I have a peculiar problem. I am in love with a married woman who six years older than I am. She has two children: one's a nine-year-old, the other's five. She also loves me a lot. She has lots of problems with her husband. And would like it very much for me to take care of them.

I am also willing to accept her, children et al. Problem is, she isn't very sure how her children will react. Also, her father is a heart patient and might be affected due to this. However, her parents are aware that she isn't happy with her husband, but are not offering her any solutions. Kindly advise as to how to tackle this situation.

Sandip

Dear Sandip,

It isn't that peculair a problem. Although it has the potential of being a very messy one. Introducing her children to you now, would mean that they'd take an instant hatred to you for breaking up their family (even though that may not be the case).

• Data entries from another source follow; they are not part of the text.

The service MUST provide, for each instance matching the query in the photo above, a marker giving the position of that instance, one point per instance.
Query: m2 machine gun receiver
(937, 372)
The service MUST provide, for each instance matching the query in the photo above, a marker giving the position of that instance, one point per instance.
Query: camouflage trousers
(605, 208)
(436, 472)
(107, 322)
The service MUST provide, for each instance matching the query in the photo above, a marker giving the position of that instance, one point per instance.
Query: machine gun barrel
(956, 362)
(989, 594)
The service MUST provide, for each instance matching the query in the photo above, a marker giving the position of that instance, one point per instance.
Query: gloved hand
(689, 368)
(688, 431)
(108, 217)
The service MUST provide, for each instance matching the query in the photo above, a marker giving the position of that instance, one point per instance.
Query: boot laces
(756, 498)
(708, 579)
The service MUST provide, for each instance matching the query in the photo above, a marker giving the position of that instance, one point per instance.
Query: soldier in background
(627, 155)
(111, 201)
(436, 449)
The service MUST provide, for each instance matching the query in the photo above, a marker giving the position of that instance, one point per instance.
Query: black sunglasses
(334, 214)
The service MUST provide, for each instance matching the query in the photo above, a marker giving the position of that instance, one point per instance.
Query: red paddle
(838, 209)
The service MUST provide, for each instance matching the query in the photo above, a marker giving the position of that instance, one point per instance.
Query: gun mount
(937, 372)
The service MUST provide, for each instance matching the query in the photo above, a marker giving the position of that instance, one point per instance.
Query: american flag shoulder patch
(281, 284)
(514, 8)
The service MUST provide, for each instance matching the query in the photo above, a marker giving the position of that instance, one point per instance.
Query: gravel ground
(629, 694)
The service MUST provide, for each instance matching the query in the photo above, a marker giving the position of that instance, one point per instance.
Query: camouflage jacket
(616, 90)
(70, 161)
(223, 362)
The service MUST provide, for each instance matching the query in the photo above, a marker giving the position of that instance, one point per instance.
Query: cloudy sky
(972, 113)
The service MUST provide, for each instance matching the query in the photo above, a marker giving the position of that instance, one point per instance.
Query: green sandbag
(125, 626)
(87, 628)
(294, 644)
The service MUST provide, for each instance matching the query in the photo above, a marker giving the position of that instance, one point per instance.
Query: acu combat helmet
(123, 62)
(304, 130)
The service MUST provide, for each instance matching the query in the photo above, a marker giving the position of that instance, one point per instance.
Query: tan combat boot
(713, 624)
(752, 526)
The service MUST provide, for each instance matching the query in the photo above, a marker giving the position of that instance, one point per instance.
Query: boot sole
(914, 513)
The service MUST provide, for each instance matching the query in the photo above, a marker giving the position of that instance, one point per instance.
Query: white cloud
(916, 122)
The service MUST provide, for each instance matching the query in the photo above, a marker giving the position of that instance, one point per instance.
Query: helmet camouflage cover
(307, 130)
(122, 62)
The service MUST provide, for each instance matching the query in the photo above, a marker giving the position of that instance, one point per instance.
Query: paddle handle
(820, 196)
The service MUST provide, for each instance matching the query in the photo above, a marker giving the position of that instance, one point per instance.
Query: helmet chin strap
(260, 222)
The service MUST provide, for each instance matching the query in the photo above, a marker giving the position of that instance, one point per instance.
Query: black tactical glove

They'll blame you even before knowing the facts. In court, her husband could use this against her to gain custody of the children.

You could talk this over with her parents though and take them into confidence, convincing them that you're right for their daughter and that they should help her in any way they can. Break it gently to them if you're sure this is what you want and that you're ready to go the whole hog with this.

A few months after the divorce though, you could break the news to the kids. Granted, they may not accept you soon enough, but at least you won't be the scapegoat!

I'm way older... but perfect for her!

Dear Diana,

I'm 35 years old while my cousin is 21. We're deeply in love with each other. We've been planning to get married for five yeard now. I understand there's a 14-year age difference between the two of us; would marrying each other be the right thing to do? I'm also a non-smoker and also a teetotaler. Also, we haven't had sex yet and are still virgins. Is there hope?